Originally Posted by Jon AA
I thought it was pretty well accepted that room treatments for a 2 channel music listening room are going to be quite different than those for a multi-channel/movie room (for many of the same reasons I was describing different speaker attributes take on different levels of importance).
I'm reminded of an interview of Dennis Erskine (designer/installer of $100K+++ home theaters) where he flat out called the two "incompatible" and explained why. Here's the interview, this particular question is around the 55 minute mark:
Now, "incompatible" might be a bit harsh as I expects he sets the performance bar for his clients a few notches higher than I'll ever hope to achieve spending mere pennies... But the reasons he describes sound pretty valid to me. Anyway, it's pretty clear he wouldn't think two channel music listening is a good indicator of performance for a multi-channel system.
I got around to listening to this podcast - his initial statement that a theater can't work well for 2 channel and that a 2 channel room can't work for home theater is later clarified to a 2 channel room can't work for theater. His reasoning though is a bit strange, as he feels a theater room doesn't have the reflectivity and ambiance of a 2 channel room, and that surround channels can be used to build that back in. Perhaps if we get into the fringe of 2 channel purity folks, lots of room reflection and smearing is desirable, but for my purposes, I am still focused primarily on the direct sound from the speaker, whether it be for stereo music or surround sound. Stereo imaging, sound stage width, and phase cues are part of the recording, not features of the room. The room is not creating something that isn't there. That said, L & R placement within the room is critical to extract these characteristics properly, and it is true that a lot of theater I see don't have L & R placement that is very suitable for stereo music listening. This is a major reason why I left a 4' space open behind my AT screen, why my mains aren't pushed out all the way to the sides of the room, why I still use toe in, and why my seating is based on the golden triangle.
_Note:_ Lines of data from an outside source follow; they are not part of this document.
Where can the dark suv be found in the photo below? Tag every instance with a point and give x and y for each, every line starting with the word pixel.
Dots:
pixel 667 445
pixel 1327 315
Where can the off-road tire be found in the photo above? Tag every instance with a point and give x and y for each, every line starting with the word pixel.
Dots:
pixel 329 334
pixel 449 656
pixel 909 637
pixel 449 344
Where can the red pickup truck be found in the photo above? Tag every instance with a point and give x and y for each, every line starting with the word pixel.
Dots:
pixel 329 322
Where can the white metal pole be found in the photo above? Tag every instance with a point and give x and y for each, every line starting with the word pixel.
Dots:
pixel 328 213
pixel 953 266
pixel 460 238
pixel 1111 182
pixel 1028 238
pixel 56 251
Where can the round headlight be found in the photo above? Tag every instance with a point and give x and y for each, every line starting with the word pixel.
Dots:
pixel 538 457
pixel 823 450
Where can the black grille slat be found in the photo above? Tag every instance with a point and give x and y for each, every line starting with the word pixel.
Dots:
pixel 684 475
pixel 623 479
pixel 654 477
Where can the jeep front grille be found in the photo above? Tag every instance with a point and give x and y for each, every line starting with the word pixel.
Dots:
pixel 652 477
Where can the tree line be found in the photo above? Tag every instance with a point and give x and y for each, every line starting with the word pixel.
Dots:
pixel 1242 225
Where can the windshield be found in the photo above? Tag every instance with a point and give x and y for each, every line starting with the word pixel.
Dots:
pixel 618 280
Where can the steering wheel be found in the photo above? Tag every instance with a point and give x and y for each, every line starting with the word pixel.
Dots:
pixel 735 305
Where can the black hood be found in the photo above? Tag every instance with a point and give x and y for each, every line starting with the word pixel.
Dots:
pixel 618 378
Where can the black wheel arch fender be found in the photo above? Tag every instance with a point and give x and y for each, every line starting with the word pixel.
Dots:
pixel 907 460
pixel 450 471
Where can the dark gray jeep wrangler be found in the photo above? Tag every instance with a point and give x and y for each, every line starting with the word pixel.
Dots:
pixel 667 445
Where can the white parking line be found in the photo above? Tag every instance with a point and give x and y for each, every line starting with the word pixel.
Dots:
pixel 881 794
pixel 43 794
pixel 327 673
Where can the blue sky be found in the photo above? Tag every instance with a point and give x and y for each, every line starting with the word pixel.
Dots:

He went on to tell a story of one of his clients who was willing to build two separate rooms for each purpose, but found the 2 channel in his theater to be good enough.
To bring this back in, soundstage width and height, as well as stereo imaging depth and placement are important not only in 2 channel listening, but also movie watching. When the front soundstage feels larger and more engaging, the entire movie screen seems active with sound, not just 2 or 3 spots on the screen.